CODEWITHSUNDEEP
c++placement-new
Eunho Choi
Eunho Choi

Reputation: 177

When I perform placement new on trivial object, Is it guaranteed to preserve the object/value representation?

struct A
{
    int x;
}

A t{};
t.x = 5;

new (&t) A;

// is it always safe to assume that t.x is 5?
assert(t.x == 5);

As far as I know, when a trivial object of class type is created, the compiler can omit the call of explicit or implicit default constructor because no initialization is required. (is that right?)

Then, If placement new is performed on a trivial object whose lifetime has already begun, is it guaranteed to preserve its object/value representation? (If so, I want to know where I can find the specification..)

Upvotes: 8

Views: 693

Answers (2)

aschepler
aschepler

Reputation: 72281

From looking at the Standard, the program has undefined behavior because of an invalid use of an object with indeterminate value.

Per [basic.life]/8, since the object of type A created by the placement new-expression exactly overlays the original object t, using the name t after that point refers to the A object created by the new-expression.

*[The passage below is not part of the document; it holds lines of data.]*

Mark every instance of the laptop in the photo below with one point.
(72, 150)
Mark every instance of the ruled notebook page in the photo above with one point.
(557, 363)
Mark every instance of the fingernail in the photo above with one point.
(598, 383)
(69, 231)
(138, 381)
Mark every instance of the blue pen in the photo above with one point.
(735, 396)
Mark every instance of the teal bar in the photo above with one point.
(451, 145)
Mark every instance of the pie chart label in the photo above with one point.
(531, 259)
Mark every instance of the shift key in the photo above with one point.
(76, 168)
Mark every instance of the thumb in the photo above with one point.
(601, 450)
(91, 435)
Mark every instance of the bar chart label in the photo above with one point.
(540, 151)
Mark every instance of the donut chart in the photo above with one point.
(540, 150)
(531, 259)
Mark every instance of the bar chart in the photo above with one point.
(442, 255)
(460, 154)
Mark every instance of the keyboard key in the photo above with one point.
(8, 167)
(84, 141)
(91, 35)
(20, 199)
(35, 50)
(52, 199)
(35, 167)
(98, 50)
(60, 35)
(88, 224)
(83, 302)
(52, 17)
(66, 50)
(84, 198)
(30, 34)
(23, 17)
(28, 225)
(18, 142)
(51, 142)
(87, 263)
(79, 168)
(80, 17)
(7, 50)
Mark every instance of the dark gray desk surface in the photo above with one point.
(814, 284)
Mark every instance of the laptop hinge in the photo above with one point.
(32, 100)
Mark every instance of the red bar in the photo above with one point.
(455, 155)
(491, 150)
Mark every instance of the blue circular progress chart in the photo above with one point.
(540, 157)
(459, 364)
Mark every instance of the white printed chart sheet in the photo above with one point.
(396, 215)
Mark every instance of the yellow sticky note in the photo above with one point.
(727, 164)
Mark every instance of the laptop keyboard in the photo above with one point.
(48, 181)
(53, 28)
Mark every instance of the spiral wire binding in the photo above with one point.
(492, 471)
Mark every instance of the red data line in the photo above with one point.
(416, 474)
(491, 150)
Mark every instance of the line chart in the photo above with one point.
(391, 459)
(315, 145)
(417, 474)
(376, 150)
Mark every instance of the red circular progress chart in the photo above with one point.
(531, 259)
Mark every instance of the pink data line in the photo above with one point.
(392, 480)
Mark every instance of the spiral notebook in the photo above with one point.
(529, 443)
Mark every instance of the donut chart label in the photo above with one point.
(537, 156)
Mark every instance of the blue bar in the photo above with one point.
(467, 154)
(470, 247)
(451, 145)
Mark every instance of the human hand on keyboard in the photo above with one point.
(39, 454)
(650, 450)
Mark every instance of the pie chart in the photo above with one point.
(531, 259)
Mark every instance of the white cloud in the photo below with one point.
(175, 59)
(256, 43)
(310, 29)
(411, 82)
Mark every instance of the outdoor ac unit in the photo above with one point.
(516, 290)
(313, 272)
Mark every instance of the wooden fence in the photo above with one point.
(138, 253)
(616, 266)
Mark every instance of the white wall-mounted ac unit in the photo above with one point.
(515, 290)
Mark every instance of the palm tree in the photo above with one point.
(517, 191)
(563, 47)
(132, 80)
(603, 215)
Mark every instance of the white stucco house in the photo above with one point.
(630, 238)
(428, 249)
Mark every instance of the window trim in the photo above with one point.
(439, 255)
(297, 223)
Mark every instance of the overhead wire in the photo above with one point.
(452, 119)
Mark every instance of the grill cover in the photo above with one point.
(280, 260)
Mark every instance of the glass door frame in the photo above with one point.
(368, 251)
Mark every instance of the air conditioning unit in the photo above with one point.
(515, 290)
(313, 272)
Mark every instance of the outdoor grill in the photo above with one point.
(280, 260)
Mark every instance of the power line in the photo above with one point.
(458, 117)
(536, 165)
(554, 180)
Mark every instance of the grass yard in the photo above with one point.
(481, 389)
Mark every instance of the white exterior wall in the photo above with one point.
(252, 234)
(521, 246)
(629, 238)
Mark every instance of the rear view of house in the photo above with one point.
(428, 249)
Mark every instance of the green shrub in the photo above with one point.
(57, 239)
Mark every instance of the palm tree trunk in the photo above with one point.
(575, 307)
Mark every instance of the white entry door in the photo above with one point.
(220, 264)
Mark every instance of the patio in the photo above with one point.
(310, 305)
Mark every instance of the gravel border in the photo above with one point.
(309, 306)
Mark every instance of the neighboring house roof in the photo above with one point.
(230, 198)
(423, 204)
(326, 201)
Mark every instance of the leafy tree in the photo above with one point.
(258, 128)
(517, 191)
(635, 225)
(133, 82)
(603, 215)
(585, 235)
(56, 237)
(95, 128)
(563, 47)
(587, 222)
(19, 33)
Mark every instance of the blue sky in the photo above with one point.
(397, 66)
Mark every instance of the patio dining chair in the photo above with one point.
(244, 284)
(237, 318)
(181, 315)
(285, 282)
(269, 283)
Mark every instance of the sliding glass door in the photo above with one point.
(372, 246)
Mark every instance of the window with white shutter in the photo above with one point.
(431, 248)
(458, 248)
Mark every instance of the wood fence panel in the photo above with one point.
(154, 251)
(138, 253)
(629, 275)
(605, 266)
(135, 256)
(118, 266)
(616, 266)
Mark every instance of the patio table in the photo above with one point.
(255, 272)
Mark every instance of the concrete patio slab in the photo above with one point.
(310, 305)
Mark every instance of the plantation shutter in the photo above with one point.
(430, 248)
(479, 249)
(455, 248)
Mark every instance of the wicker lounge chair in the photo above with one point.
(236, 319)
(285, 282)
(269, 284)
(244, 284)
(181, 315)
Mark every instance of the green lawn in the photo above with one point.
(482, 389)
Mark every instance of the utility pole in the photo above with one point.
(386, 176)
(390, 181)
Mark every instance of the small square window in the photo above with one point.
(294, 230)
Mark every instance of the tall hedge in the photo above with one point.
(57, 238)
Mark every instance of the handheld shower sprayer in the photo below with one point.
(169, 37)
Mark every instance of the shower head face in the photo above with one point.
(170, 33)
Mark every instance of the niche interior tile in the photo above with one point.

In [basic.indet]/1, we have:

When storage for an object with automatic or dynamic storage duration is obtained, the object has an indeterminate value, and if no initialization is performed for the object, that object retains an indeterminate value until that value is replaced ([expr.ass]).

One important detail here (which I missed at first) is that "obtaining storage" is different from "allocating storage" or the storage duration of a storage region. The "obtain storage" words are also used to define the beginning of an object's lifetime in [basic.life]/1 and in the context of a new-expression in [expr.new]/10:

A new-expression may obtain storage for the object by calling an allocation function ([basic.stc.dynamic.allocation]). ... [ Note: ... The set of allocation and deallocation functions that may be called by a new-expression may include functions that do not perform allocation or deallocation; for example, see [new.delete.placement]. — end note ]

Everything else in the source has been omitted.